Emerging CRISPR-derived tools, such as base and prime editing, further expand the potential for precise modulation of multiple loci related to nutritional composition, stress resilience, and yield stability (Li et al., 2023). Similar integrated strategies have been successfully applied in Brassica crops to balance glucosinolate biosynthesis and optimize both defense and nutritional quality (Cheng et al., 2024). Combining multiplex editing with genomic selection and metabolomic profiling is expected to accelerate the development of soybean cultivars that integrate enhanced feed value, sustainability, and robust agronomic performance (Chen et al., 2024).

Ultimately, soybean quality improvement should not focus solely on eliminating individual antinutritional factors, such as lectin, KTI, or oligosaccharides, but rather on achieving an optimized equilibrium between nutritional quality, resilience, and yield. This integrated perspective defines a forward-looking pathway for next-generation soybean breeding.

5 Conclusion

The Le1 gene has been characterized as being exclusively expressed in seeds, and its knockout did not affect plant growth or yield;

Gene editing via CRISPR/Cas9 proved to be an efficient strategy for generating low-lectin varieties, producing a truncated protein that lost both its biological activity and the ability to form a quaternary structure;

Taken together, these results demonstrate that CRISPR/Cas9-mediated editing of seed antinutritional proteins, such as lectins, is an effective strategy to improve soybean grain quality for animal feed.
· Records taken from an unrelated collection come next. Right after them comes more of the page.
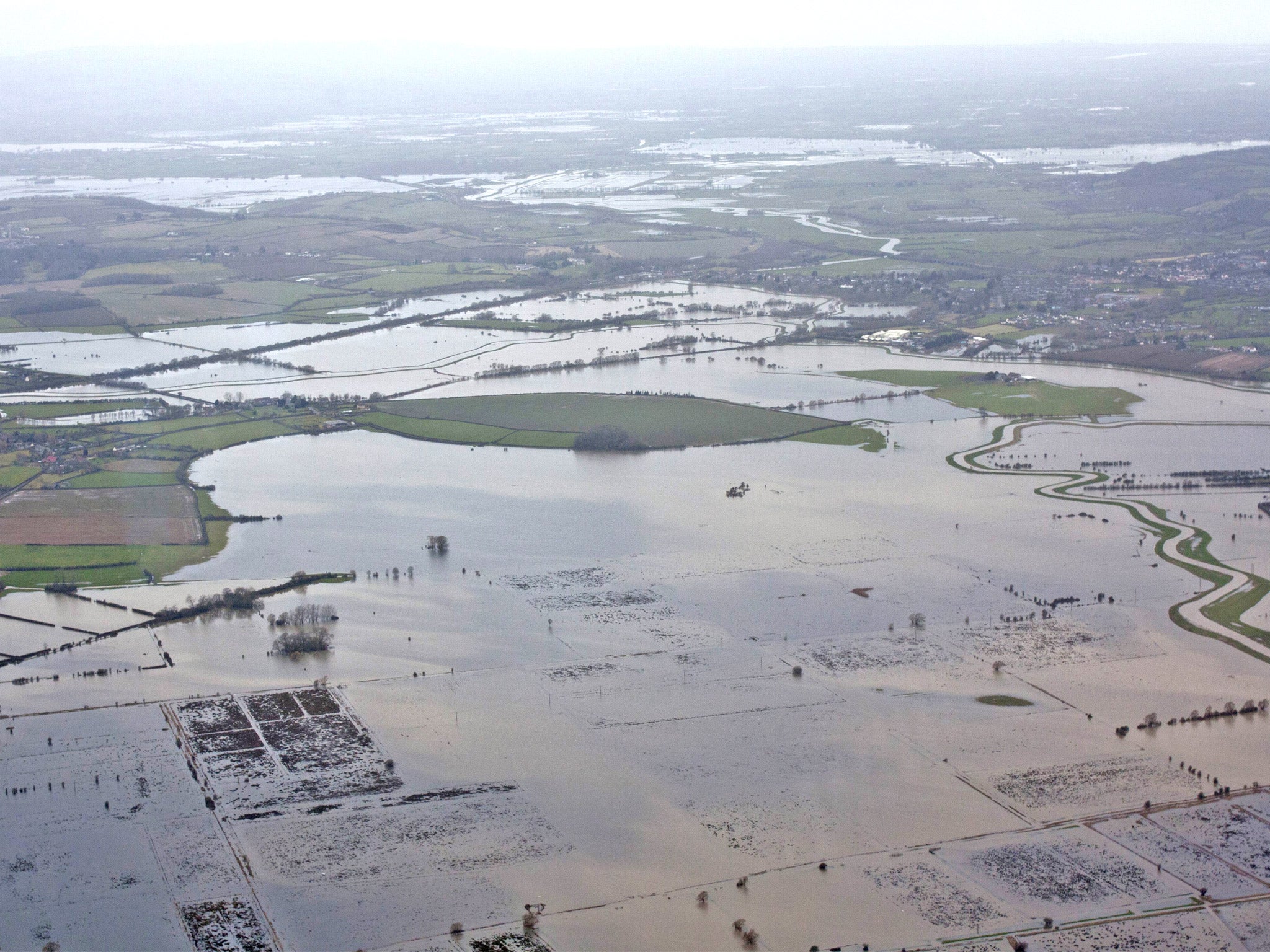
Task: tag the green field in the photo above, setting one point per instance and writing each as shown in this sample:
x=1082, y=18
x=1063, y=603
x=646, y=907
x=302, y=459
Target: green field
x=106, y=479
x=16, y=475
x=48, y=410
x=440, y=431
x=1024, y=399
x=846, y=436
x=206, y=438
x=557, y=419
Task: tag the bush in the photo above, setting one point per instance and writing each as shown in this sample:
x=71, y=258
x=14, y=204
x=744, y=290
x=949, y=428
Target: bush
x=607, y=438
x=304, y=643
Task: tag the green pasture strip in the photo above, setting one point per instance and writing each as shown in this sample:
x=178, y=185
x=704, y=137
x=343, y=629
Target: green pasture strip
x=846, y=436
x=1024, y=399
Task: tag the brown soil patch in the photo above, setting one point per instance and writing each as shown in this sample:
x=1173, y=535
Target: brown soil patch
x=140, y=516
x=141, y=465
x=1233, y=364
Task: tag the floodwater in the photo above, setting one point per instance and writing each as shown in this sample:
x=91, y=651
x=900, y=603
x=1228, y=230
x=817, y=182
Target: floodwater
x=196, y=192
x=590, y=701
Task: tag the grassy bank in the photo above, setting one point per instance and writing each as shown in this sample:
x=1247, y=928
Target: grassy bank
x=1028, y=398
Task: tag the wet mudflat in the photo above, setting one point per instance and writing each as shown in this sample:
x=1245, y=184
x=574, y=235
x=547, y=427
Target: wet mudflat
x=620, y=689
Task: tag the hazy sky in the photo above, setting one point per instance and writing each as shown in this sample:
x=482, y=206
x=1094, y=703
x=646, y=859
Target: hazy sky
x=30, y=25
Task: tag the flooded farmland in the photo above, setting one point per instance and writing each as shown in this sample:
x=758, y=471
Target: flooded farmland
x=649, y=706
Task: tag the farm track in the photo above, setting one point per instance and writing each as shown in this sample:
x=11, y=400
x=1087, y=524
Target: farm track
x=1174, y=537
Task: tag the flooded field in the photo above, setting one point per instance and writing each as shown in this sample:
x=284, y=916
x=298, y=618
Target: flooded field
x=871, y=700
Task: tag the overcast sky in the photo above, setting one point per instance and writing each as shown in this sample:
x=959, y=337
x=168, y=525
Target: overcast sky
x=32, y=25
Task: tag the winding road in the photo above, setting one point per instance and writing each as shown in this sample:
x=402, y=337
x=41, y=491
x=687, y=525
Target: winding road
x=1176, y=539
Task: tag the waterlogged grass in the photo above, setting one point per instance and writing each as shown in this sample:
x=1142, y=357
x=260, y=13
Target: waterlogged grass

Data availability statement

The plasmid vector generated and used in this study has been deposited in the GenBank database (Accession number PX725410). The complete nucleotide sequence of the vector is also available in the Supplementary Materials of this article.

Author contributions

JK: Conceptualization, Methodology, Validation, Writing – original draft, Writing – review & editing. AK: Conceptualization, Writing – review & editing. RH: Methodology, Validation, Writing – review & editing. LG: Methodology, Writing – review & editing. CS: Methodology, Writing – review & editing. SM: Methodology, Validation, Writing – review & editing. ER: Funding acquisition, Writing – review & editing. AN: Funding acquisition, Writing – review & editing. LM-H: Conceptualization, Funding acquisition, Project administration, Supervision, Writing – original draft, Writing – review & editing.

Funding

The author(s) declared that financial support was received for this work and/or its publication. This research was funded by The Brazilian Agricultural Research Corporation (Embrapa) Project Number (20.22.03.028.00.00) and by The National Institute of S&T in Engineering Systems Biology, EngBio (processo: 408411/2024-4).

Acknowledgments

We thank the Coordination for the Improvement of Higher Education Personnel (CAPES) for granting a doctoral scholarship to JMK, and the National Council for Scientific and Technological Development (CNPq) for granting a Productivity in Research Scholarship (PQ Scholarship - 303753/2022-6) to LM-H.

Conflict of interest

The author(s) declared that this work was conducted in the absence of any commercial or financial relationships that could be construed as a potential conflict of interest.

Generative AI statement

The author(s) declared that generative AI was used in the creation of this manuscript. The author(s) declare that Generative AI (ChatGPT, OpenAI, GPT 4, 2025) was used in the creation of this manuscript to improve language and translation.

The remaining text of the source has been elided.